Michael Neunert
ETH Zurich
Wednesday, July 05, 2017, 14:00
Hörsaal II, Albertstr. 23b, 79104 Freiburg
Robotics holds high promises contributing solutions to our future society’s challenges by taking over dangerous, physically intense work or fill up the lack of skilled labor due to population aging. To fulfill these promises, robots will need to solve increasingly complex tasks requiring more versatile hardware designs with more degrees of freedom. Paired with fast development cycles, this poses a major challenge for robotic motion planning and control. Ideally, the task or desired motion is specified on a high level and the planners and controllers then reason about the dynamics and kinematics of the robot to find a solution.

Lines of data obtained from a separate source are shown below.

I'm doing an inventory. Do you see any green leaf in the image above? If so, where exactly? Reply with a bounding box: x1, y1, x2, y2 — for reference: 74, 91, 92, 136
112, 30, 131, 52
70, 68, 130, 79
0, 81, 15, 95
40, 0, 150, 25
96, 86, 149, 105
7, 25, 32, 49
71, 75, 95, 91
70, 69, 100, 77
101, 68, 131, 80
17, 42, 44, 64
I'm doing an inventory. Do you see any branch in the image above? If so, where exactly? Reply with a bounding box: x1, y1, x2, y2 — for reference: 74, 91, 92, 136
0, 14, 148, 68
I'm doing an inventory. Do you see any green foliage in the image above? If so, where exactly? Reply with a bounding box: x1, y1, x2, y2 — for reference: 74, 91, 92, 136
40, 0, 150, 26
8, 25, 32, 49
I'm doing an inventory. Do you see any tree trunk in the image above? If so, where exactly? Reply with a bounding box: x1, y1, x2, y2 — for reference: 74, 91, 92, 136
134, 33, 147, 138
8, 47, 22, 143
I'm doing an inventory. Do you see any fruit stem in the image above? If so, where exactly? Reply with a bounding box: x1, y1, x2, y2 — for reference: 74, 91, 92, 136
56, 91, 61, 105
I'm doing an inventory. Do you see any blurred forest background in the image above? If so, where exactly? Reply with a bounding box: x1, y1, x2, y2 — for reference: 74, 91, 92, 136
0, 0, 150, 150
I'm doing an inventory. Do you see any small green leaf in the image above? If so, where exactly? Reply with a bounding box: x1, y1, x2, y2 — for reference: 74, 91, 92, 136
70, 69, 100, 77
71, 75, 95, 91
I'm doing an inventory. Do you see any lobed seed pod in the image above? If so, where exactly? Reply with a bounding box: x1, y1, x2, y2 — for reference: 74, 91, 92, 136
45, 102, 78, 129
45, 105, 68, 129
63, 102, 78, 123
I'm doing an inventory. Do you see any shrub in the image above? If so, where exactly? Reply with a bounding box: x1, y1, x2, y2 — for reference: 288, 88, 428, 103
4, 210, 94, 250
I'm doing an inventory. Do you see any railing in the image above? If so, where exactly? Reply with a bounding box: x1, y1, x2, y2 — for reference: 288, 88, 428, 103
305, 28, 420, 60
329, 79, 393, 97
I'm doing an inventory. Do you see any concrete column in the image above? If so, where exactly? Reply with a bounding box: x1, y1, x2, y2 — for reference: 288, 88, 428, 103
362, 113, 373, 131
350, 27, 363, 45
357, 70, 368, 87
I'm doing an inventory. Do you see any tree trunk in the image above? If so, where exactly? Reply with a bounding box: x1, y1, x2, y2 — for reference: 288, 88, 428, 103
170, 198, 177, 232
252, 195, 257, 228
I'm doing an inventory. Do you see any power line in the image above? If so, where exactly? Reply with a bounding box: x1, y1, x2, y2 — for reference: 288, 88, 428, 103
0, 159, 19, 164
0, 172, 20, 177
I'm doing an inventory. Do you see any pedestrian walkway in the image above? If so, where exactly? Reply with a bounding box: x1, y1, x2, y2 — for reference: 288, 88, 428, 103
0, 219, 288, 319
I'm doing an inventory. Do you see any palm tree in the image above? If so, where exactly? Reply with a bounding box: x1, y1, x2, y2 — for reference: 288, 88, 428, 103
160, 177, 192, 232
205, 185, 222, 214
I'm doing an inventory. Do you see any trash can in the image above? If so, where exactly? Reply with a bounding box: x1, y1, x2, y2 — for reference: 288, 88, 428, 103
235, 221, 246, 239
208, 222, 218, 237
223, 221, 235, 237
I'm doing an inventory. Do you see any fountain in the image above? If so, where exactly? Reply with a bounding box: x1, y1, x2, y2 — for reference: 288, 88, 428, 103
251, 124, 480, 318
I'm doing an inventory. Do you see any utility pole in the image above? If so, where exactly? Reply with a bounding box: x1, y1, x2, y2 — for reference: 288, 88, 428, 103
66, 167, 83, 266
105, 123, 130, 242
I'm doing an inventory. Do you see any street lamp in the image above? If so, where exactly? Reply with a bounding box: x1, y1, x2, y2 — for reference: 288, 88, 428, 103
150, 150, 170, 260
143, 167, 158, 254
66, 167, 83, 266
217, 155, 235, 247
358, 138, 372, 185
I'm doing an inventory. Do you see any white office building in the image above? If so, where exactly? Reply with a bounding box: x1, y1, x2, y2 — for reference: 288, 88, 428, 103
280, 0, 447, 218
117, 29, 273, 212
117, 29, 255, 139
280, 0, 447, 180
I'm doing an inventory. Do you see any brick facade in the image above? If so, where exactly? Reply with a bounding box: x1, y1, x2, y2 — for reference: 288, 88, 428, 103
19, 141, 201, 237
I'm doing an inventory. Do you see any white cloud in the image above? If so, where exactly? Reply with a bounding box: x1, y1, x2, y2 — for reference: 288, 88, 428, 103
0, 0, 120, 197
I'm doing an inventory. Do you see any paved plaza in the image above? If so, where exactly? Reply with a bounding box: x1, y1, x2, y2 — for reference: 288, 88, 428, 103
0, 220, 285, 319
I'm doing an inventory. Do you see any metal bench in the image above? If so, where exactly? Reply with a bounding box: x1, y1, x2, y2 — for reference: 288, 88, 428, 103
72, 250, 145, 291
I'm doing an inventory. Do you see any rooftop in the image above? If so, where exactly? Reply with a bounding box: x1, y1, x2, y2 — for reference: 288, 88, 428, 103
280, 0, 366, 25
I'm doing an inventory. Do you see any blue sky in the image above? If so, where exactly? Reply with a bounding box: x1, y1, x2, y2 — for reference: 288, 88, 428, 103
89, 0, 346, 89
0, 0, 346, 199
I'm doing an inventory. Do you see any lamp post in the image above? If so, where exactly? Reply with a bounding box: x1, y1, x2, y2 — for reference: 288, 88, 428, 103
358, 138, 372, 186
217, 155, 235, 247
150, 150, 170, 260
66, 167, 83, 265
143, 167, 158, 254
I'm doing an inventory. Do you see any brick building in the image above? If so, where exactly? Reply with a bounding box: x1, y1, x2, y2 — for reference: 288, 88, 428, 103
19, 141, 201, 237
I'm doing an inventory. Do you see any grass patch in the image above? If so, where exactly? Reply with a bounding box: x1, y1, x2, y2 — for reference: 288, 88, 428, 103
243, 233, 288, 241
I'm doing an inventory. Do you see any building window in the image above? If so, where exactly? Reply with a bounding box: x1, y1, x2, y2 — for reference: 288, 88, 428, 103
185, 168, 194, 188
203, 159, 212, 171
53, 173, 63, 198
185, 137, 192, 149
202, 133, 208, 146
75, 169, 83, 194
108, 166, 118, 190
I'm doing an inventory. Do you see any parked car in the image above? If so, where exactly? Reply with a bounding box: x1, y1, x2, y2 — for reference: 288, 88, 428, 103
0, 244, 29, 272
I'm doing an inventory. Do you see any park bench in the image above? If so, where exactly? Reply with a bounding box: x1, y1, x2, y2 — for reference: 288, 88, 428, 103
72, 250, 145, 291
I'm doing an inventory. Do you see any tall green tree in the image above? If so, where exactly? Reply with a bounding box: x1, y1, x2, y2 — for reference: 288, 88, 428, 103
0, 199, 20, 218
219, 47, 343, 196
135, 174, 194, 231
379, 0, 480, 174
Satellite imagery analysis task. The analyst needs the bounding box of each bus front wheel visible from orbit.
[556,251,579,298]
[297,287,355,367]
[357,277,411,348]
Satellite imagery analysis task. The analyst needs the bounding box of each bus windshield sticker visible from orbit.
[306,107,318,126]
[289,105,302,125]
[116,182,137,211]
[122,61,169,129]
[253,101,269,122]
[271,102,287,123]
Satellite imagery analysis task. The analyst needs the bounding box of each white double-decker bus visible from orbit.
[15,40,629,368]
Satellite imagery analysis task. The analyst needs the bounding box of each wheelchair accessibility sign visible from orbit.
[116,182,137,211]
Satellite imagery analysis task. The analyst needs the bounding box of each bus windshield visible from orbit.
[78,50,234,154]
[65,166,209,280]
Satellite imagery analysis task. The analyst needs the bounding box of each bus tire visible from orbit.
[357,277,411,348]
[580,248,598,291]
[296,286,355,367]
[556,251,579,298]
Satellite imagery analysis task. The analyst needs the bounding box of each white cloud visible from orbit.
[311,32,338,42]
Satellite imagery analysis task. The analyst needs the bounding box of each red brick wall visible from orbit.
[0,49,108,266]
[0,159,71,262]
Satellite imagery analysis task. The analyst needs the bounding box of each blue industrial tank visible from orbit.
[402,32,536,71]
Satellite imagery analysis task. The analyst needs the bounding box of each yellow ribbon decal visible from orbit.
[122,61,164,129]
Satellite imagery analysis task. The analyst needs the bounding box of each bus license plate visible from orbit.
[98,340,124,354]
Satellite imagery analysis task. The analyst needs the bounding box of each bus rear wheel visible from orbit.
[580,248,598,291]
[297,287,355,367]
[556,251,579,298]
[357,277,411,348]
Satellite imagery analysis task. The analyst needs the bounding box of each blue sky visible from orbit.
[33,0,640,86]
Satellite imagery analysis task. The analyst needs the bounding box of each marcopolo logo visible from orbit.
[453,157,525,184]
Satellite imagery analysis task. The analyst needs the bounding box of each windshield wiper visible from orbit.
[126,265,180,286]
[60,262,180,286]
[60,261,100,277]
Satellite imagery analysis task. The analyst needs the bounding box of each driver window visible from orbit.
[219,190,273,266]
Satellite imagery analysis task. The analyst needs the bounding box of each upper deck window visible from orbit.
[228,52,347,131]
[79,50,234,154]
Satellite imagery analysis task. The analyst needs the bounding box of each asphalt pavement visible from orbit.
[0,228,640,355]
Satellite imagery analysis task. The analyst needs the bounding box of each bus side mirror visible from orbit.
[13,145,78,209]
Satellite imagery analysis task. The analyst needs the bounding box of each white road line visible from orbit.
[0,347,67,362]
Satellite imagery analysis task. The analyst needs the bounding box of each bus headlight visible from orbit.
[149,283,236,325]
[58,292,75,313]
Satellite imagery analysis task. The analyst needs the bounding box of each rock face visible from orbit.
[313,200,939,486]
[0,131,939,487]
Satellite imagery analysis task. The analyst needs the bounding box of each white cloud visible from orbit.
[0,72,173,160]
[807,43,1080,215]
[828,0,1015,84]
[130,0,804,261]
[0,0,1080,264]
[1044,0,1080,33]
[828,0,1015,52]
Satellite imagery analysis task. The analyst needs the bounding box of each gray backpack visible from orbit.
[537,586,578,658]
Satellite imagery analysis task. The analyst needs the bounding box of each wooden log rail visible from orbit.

We aim at creating a general, transferable motion planning and control framework by using Numerical Optimal Control. We demonstrate the versatility of Numerical Optimal Control on three entirely different classes of robots namely walking, flying and ground robots and underline the potential with hardware experiments on vastly different tasks. We show how Numerical Optimal Control enables legged robots to discover different gait patterns and allows for aggressively flying unmanned aerial vehicles through confined spaces.
Enabled by the efforts of an efficient implementation, we can run Numerical Optimal Control online or even in Model Predictive Control fashion. As such Numerical Optimal Control can exceed the capabilities of classical robot motion planning and control. Furthermore, it provides the user with a high level interface to specify different desired behaviours.